The topics of concern tend to be due to things being ‘too strong’ or ‘too successful’, so the effect tends to be in concerns for stuff being too high, but the result can work at the other end if people are looking at stuff being 'too weak" (though in many cases, players are content for some things to remain lower)
Part of the visible issue of parsing sites is that they do skew the numbers, esp when filters are applied. Their estimation systems are prone to inflation because exposure across its spectrum is assumed, and the exposure to the playerbase tends to be wide and shallow, with select early/intentional uploads setting a benchmark of adjustment to the system.
What Reinhardt posted regarding stats is particular to populace opinion or clinic trials, so the analysis, hypothesis, skew, study and so on for the impact of the stats are different compared to game compilations. Part of the biggest issue of statistical analysis is that people tend want to apply them to a broader range or conclusion than the stats really apply.

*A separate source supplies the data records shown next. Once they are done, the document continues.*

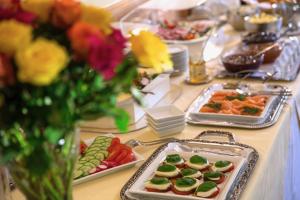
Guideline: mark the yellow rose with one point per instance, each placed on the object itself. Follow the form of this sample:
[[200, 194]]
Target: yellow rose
[[97, 16], [42, 8], [14, 35], [151, 51], [40, 62]]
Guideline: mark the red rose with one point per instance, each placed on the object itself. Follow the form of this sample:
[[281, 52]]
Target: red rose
[[11, 9], [105, 54], [6, 71], [65, 13]]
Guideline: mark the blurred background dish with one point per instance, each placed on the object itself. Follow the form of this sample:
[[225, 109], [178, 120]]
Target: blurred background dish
[[272, 53], [236, 17], [260, 37], [263, 23], [235, 61]]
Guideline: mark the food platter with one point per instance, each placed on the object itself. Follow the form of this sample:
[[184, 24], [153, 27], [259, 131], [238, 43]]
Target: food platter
[[270, 118], [206, 102], [111, 169], [242, 156]]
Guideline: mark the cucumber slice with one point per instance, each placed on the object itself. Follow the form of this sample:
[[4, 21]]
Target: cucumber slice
[[90, 153], [105, 153], [95, 162], [85, 168], [77, 174]]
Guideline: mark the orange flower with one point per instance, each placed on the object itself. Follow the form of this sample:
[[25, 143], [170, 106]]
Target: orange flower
[[98, 17], [79, 35], [65, 13]]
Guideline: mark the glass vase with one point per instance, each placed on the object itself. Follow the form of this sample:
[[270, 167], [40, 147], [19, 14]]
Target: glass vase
[[56, 182]]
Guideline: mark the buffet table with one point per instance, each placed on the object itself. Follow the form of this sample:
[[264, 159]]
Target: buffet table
[[278, 146], [276, 175]]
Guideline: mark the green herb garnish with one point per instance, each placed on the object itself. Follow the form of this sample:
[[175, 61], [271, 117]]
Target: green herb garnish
[[185, 182], [209, 175], [173, 158], [188, 171], [213, 105], [206, 186], [159, 180], [166, 168], [222, 163], [240, 97], [198, 160], [251, 110]]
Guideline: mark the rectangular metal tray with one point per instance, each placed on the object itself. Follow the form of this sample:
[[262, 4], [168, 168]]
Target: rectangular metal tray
[[271, 117], [245, 157]]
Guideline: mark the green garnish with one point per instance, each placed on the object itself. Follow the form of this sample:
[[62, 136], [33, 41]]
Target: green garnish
[[213, 105], [206, 186], [251, 110], [188, 171], [185, 182], [240, 97], [209, 175], [198, 160], [166, 168], [159, 180], [222, 163], [173, 158]]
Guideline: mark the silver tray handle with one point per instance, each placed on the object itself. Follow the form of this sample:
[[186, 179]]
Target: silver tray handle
[[228, 135]]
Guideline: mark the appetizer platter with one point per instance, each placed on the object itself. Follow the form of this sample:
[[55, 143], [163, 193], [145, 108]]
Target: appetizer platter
[[220, 106], [192, 170], [102, 156], [240, 107]]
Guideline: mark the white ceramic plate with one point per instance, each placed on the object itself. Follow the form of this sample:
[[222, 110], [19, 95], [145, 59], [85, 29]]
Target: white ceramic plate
[[164, 124], [168, 132], [228, 117], [164, 113], [138, 190], [87, 178]]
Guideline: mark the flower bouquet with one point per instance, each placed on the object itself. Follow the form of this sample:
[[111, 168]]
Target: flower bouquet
[[61, 62]]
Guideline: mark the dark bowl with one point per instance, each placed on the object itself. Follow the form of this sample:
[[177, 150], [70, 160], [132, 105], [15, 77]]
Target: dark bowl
[[260, 37], [241, 61], [269, 56]]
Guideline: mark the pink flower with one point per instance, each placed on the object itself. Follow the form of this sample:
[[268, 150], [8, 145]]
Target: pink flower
[[105, 54], [11, 9]]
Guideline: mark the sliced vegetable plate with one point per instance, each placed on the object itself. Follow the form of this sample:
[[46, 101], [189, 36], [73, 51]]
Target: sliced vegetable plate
[[102, 156]]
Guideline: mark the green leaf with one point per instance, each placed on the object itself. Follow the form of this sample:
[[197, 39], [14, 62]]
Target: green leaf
[[185, 182], [38, 162], [53, 134], [206, 186], [122, 120]]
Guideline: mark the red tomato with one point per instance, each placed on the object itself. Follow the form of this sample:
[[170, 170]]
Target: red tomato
[[129, 158], [169, 25], [109, 164], [180, 192], [221, 180], [115, 141], [121, 156], [189, 36], [155, 190], [230, 169], [214, 194]]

In that regard, the stat tends to be less about the ‘analysis’ and more the conclusion at hand. So, to some degree, concerns of high/low depend on the intent of the study and the impact the ‘skew’ could have, esp in regards to standard deviation.
In regards to the topic itself, yes, its likely that any hero that is excessively overpopular will see something toned downward to either discourage the popularity, create a placebo that they have been “nerfed”, or act as a filler change to appease outcry till the meta changes regardless of that hero.
Some heroes do get ‘temporary’ nerfs, and then get buffed back to, or even above, their release levels. In that regard, from a numbers perspective the concern of being “over powered” could be offset by the reality that numbers were later increased (“buffed”) but the previous problem and outcry did not occur.
So in that regard, the labeled concern for “over powered” would be less in regards to the stats “proving” the concern is objective, but rather one of perspective and adaptability.
Blizz tends to consider some stats these sites don’t filter very well (such as premade games or exact hero level) and use that to influence if the outcry to things being “overpowered” are based on values, designs, or gameplay trends.
While they aren’t ‘perfect’ or whatever for the game, they are the ones making the changes, so some things influence their choice and actions more than others; the capacity for another site to post numbers that defer from their own may only influence them to do superficial changes per the placebo, or similarly, they may look to offset the “frustration”, but keep a similar power level to the hero (to keep the feel/balance the same) and do a side-grade adjustment instead.
Deathwing was going to be popular regardless; he’s been a high demand hero and a heavily requested “game breaking” addition that has has needed for awhile, while then released at a vacation period were lots of new players come back to the game to experience the hero… and potentially make divergent results that end up as noise to third party parsing that can’t filter it out.
So yea, per popularity and outcry, changes will likely continue to be made; the previous dev notes on his last balance hinted as such to be expected. However, some of the extent by which people argue the case to be more pronounced than may be the case could find themselves disappointed when said tuning comes.
What [they] use to form their opinion may not be the same material that blizz uses to conclude what sort of change they’ll make to the numbers/design/etc. Some posters tend to get so caught up in arguing with others that they forget that Kara or Oj or Zenas or whomever aren’t the ones that actually change the game.